Funding remains an obstacle. To date, the VGP has raised $2.5 million of the $6 million needed to sequence a representative species from each of the 260 major branches of the vertebrate family tree. To reach the goal of all 66,000 vertebrates will require about $600 million, Jarvis says.

Though a lot of the details are different (sequencing vs. genotyping, vertebrates vs. humans), many of the general issues that David Mittelman and I brought up in our Genome Biology comment, Consumer genomics will change your life, whether you get tested or not, apply. That is, to some extent this is an area of science where technology and economics are just as important as science in driving progress.

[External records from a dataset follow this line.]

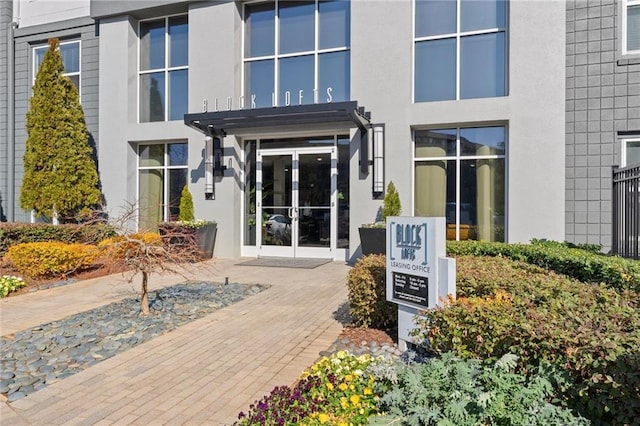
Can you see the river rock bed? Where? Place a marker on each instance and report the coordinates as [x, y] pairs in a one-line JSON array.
[[36, 357]]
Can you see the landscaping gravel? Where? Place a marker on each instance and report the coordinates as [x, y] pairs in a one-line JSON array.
[[34, 358]]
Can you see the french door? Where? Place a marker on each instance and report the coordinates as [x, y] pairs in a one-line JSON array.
[[296, 209]]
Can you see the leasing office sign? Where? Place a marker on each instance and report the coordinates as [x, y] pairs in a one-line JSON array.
[[411, 262]]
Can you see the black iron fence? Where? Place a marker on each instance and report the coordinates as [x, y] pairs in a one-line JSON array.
[[626, 211]]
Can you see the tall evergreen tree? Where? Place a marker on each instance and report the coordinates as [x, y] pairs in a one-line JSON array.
[[60, 175]]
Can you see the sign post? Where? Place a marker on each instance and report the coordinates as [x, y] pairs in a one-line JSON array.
[[419, 275]]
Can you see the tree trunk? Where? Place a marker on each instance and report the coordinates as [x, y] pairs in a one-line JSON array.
[[144, 300]]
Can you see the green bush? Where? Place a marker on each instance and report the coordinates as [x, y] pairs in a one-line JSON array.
[[451, 391], [50, 259], [584, 265], [9, 283], [589, 331], [16, 233], [186, 206], [366, 284]]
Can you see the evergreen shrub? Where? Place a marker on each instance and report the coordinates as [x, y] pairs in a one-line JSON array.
[[186, 206], [588, 331], [16, 233], [584, 265], [366, 285], [51, 259]]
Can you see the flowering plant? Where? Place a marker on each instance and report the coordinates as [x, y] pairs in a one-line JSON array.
[[9, 283], [336, 390]]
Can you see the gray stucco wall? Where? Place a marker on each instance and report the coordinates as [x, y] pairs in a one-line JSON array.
[[381, 80], [26, 38], [5, 21], [602, 102]]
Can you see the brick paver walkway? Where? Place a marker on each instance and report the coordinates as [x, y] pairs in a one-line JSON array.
[[203, 373]]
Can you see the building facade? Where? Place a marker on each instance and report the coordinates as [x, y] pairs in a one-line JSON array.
[[288, 119]]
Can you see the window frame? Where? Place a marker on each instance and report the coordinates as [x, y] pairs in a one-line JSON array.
[[277, 56], [45, 47], [167, 69], [166, 214], [625, 147], [457, 159], [626, 5], [458, 35]]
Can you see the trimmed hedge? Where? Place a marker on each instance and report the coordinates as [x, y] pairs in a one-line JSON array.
[[50, 259], [582, 264], [367, 288], [16, 233], [591, 332]]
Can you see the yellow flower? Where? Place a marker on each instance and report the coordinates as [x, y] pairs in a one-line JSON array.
[[355, 399], [343, 403]]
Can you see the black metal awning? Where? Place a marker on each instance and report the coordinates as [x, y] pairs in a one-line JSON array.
[[339, 114]]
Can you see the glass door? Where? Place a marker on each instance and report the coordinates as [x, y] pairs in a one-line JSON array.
[[297, 193]]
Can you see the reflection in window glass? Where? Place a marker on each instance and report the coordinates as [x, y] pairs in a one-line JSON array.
[[435, 72], [482, 141], [308, 58], [260, 30], [178, 90], [152, 97], [164, 92], [296, 74], [633, 28], [152, 44], [482, 15], [482, 66], [633, 153], [259, 81], [468, 189], [435, 17], [435, 143], [334, 19], [334, 73], [179, 41], [161, 177], [296, 21], [460, 63]]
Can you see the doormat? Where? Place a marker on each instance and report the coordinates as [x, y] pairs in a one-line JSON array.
[[285, 262]]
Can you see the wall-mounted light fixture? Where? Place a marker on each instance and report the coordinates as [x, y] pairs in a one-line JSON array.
[[208, 168], [378, 159]]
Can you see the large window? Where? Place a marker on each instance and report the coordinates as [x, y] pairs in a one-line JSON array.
[[631, 26], [296, 53], [460, 175], [630, 152], [460, 49], [162, 173], [70, 51], [164, 69]]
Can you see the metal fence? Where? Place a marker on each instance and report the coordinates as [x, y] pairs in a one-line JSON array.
[[626, 212]]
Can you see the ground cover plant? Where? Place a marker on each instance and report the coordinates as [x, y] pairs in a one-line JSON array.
[[336, 390], [580, 262], [452, 391], [590, 332], [10, 283]]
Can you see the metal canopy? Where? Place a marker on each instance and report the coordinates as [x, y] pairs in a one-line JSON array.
[[221, 123]]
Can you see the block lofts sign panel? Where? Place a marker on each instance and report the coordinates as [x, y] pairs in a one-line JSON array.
[[413, 247]]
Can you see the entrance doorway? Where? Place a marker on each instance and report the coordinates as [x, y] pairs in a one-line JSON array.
[[296, 193]]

I remember back in graduate school that people were talking about sequencing hundreds of vertebrates. But even in the few years since then, the landscape has shifted. I’m so little a biologist that I actually didn’t know there were only ~66,000 vertebrate species!

And yet this brings up a reasonable question from many scientists who came up in an era of more data scarcity: what are the questions we’re trying to answer here?

Science involves people. It’s not an abstraction. Throwing a whole lot of data out there does not mean that someone will be there to analyze it, or, that we’ll get interesting insights. To be frank, the original Human Genom Project project should probably tell us that, as its short-term benefits were clearly oversold.

In relation to how cheap data storage is and the declining price point of sequencing, I think my assertion that a genome, a sequence, is not a depreciating asset still holds. There is the initial cost of sequencing and assembling and the long term cost of storage, but these are small potatoes. The bigger considerations are the salaries of scientific labor and the opportunity costs. Sequencing tens of thousands of genomes may not get us anywhere, but really we’re not going to lose that much.

Ultimately I side with those who believe that the existence of the data itself will change the landscape of possible questions being asked, and therefore generate novel science. But it’s pretty incredible to even be debating this issue in 2018 of sequencing all vertebrates. That’s something to reflect on.